On each cluster detail page, signed-in users can generate an AI analysis powered by Claude (Anthropic). It produces a 2–4 paragraph plain-English summary covering: what the pattern means in context, what the insiders' seniority suggests about conviction, and what a prudent investor might watch for. Every AI response ends with: "This is not financial advice — insider buying is one data point among many." The analysis is generated fresh on demand.
Is this legal?
Yes. ClusterSignal uses only public SEC EDGAR disclosure data, which is freely available to anyone under federal law. The site is a research tool and does not collect or use insider-only information.
Is this financial advice?
No. ClusterSignal is not financial advice. The information is provided for educational and research purposes only. Always consult a licensed professional before making investment decisions.

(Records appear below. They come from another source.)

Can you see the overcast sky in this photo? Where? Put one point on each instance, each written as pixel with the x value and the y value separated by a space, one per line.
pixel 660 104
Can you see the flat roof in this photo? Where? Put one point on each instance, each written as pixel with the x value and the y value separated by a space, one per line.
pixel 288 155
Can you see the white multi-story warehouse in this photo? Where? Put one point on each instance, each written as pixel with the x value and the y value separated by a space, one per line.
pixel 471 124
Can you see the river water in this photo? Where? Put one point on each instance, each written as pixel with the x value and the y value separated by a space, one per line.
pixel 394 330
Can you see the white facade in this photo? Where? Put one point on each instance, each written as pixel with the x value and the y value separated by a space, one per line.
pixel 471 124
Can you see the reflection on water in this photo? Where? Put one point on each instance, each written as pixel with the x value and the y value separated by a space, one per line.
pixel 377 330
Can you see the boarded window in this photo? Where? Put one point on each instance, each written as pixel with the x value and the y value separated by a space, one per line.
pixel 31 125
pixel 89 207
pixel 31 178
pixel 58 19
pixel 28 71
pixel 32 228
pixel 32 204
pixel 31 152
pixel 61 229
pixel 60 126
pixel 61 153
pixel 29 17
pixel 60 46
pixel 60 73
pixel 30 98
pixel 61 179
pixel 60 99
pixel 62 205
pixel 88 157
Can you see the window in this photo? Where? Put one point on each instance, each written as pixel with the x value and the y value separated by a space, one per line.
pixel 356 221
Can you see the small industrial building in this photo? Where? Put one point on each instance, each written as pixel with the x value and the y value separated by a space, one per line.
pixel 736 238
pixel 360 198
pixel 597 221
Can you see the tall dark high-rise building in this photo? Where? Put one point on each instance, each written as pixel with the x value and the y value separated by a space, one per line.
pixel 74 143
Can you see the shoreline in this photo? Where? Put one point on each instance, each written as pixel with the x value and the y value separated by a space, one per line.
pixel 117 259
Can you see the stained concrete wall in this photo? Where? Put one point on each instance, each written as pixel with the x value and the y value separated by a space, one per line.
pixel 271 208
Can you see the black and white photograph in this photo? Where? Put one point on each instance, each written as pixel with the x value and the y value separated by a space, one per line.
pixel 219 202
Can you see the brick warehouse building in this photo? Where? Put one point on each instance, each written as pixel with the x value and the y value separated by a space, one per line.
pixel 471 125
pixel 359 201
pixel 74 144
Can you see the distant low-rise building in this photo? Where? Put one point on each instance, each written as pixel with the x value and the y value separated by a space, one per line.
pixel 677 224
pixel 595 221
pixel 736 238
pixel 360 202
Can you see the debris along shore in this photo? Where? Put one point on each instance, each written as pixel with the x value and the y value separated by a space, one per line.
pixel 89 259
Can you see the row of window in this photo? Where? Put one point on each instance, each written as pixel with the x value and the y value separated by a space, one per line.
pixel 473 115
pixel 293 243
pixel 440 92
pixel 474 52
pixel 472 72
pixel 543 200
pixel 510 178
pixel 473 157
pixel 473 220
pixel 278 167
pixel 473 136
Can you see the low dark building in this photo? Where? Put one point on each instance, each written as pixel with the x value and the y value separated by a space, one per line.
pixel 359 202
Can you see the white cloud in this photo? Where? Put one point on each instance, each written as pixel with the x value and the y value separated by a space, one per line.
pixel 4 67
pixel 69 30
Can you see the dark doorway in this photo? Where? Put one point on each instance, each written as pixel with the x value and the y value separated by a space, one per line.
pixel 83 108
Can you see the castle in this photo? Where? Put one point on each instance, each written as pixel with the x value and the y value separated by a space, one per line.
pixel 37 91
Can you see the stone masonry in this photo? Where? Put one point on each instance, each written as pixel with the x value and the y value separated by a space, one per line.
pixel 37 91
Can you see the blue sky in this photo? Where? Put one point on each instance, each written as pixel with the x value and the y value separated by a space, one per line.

Where does the data come from?
All insider transaction data is extracted from SEC EDGAR Form 4 filings. Company context (market cap, P/E, sector, earnings dates, price data) comes from Yahoo Finance. All underlying filings are publicly available at sec.gov, and each cluster has a direct SEC EDGAR link.
How often is it updated?
ClusterSignal polls SEC EDGAR every 5 minutes for new Form 4 filings. Pro users see clusters as soon as they're detected. Free users see data with a 48-hour delay.
What is the 48-hour delay?
The 48-hour delay means free users only see clusters that are at least 48 hours old. This gives signed-in users faster access while still providing a meaningful view for free members to evaluate the product.